Niksârlı Muhyiddîn Efendi Osmanlı
âlimlerindendir. Tokat’ın Niksar ilçesinde doğdu ve tahsilini
burada tamamladı. Sultan İkinci Bâyezîd Hân tahta geçtiğinde
İstanbul’a davet etti. Ayasofya’daki tefsîr derslerinde Sultan da
hâzır bulunurdu. Bir dersinde şunları anlattı:
Resûlullah (sallallahü aleyhi ve
sellem) Nebe’ sûresi onsekizinci âyet-i kerîmesi hakkında
meâlen; “Sûra üfürüleceği o gün, (mezarlardan kalkıp
mahşere) bölük bölük gelirsiniz” suâl edildiğinde
ağladılar. Hattâ mübârek gözlerinden akan gözyaşları toprağa
damladı ve buyurdular ki: “Ey bu suâli soran kişi, çok büyük
bir işten sordun. Kıyâmet günü ümmetim oniki sınıf olarak
haşrolunur ve mahşer yerine gelirler. Bir bölük insanlar, hayvan
sûreti üzere kabirlerinden haşrolunurlar. Kendileri için bir ses
gelir. Bunlar, namazlarında gevşek davrananlardır. Tövbe etmeden
öldüler. Bu hâlleri, kendilerine verilen bir cezadır. Cehenneme
atılacaklardır. Allahü teâlânın Kur’ân-ı kerîmde şöyle buyurduğu
kimselerden olurlar: “Onlar, namazlarından
gâfildirler” (Mâun-5). Ümmetimden bir bölüğü de, yüzleri ay
gibi parlak bir hâlde haşrolurlar. Sıratı şimşek gibi geçerler.
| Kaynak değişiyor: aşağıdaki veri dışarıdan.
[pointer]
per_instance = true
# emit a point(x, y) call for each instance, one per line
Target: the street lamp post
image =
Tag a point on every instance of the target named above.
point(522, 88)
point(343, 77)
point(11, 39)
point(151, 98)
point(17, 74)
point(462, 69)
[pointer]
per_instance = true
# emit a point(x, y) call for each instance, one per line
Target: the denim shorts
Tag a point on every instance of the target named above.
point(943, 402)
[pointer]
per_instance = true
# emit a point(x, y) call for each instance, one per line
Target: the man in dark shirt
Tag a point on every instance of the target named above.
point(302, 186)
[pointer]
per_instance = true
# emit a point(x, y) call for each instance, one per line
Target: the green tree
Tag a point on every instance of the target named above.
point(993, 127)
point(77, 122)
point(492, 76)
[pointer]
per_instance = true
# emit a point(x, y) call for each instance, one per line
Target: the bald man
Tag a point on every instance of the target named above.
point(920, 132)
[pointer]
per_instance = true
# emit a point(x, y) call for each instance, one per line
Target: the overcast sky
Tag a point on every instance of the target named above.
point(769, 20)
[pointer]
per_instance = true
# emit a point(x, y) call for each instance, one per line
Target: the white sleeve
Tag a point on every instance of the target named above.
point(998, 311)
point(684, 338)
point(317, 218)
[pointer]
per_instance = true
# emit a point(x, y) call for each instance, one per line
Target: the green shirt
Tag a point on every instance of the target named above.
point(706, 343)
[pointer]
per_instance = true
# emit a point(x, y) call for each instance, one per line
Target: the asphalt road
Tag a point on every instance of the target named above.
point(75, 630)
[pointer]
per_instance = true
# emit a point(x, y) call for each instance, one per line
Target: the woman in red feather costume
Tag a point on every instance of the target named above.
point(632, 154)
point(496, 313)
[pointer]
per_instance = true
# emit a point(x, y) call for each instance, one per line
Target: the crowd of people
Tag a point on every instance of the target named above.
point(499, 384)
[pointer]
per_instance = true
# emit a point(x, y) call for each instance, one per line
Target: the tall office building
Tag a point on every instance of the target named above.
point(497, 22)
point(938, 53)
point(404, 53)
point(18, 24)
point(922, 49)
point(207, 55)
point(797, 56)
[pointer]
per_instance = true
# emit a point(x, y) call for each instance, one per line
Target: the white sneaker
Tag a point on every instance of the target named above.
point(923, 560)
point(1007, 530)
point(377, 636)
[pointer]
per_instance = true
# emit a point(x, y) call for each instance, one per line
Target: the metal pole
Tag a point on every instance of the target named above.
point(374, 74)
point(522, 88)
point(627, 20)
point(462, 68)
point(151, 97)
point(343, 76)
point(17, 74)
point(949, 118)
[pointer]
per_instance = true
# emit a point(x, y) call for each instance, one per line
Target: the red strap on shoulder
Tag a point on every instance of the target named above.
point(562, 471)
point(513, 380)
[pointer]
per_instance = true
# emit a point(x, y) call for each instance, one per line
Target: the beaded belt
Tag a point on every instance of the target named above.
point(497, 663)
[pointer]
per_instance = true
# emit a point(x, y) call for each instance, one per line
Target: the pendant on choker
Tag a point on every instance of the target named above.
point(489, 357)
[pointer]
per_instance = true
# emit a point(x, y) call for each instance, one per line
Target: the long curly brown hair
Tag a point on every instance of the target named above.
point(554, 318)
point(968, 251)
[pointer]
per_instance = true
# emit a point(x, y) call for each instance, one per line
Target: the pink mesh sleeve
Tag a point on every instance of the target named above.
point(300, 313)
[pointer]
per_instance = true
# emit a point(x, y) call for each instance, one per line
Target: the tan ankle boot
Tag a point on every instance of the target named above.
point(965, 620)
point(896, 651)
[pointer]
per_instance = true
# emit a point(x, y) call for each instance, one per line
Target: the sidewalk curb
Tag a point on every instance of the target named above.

Allahü teâlâ katından bir münâdî şöyle der: “Bunlar sâlih amel
işleyip, günahlardan kaçınanlardır. Beş vakit namazı vaktinde ve
şartlarına uygun olarak cemâatle kılarlar. Bunlar, tövbe edip öyle
vefât ettiler. Allahü teâlâ, kendilerine saadet nasîb etti. Onlar,
Cennete gireceklerdir. Allahü teâlâ kendilerinden râzıdır. Onlar da
Allahü teâlâdan râzıdırlar. Allahü teâlâ, Kur’ân-ı kerîmde meâlen
bunları şöyle bildirdi: Gerçekten 'Rabbimiz Allahü
teâlâdır' deyip de sonra amellerini ihlâs ile,
yapanlara (ölüm ânında) melekler inecekler de şöyle
diyecekler: (Gelecekten) Korkmayın
ve (geçene) mahzûn olmayın! Size vaat olunan Cennetle
müjdelendiniz.”
Muhyiddîn Efendi, Ayasofya
Câmii'nde Kur’ân-ı kerîmin tefsîrini tamamlayınca, talebelerine ve
cemâate dönüp şöyle buyurdu:
“Allahü teâlâdan Kur’ân-ı kerîmin
tefsîrini okutma işini tamamlamam için bana mühlet vermesini niyaz
etmiştim. Allahü teâlâya hamdü senalar olsun ki, duâm kabul oldu,
dersimi tamamladım. Şimdi duâm odur ki, ömrüm îmân ile son bulsun.
Son nefesimde Kelime-i şehâdeti söyleyerek rûhumu teslim edeyim."
Sonra gönülden duâda bulundu. Orada bulunanlar hep bir ağızdan
'âmin' dediler. Muhyiddîn Niksârî, evine varınca hastalandı. Çok
geçmeden de 901 (m. 1460)’da İstanbul’da vefât etti.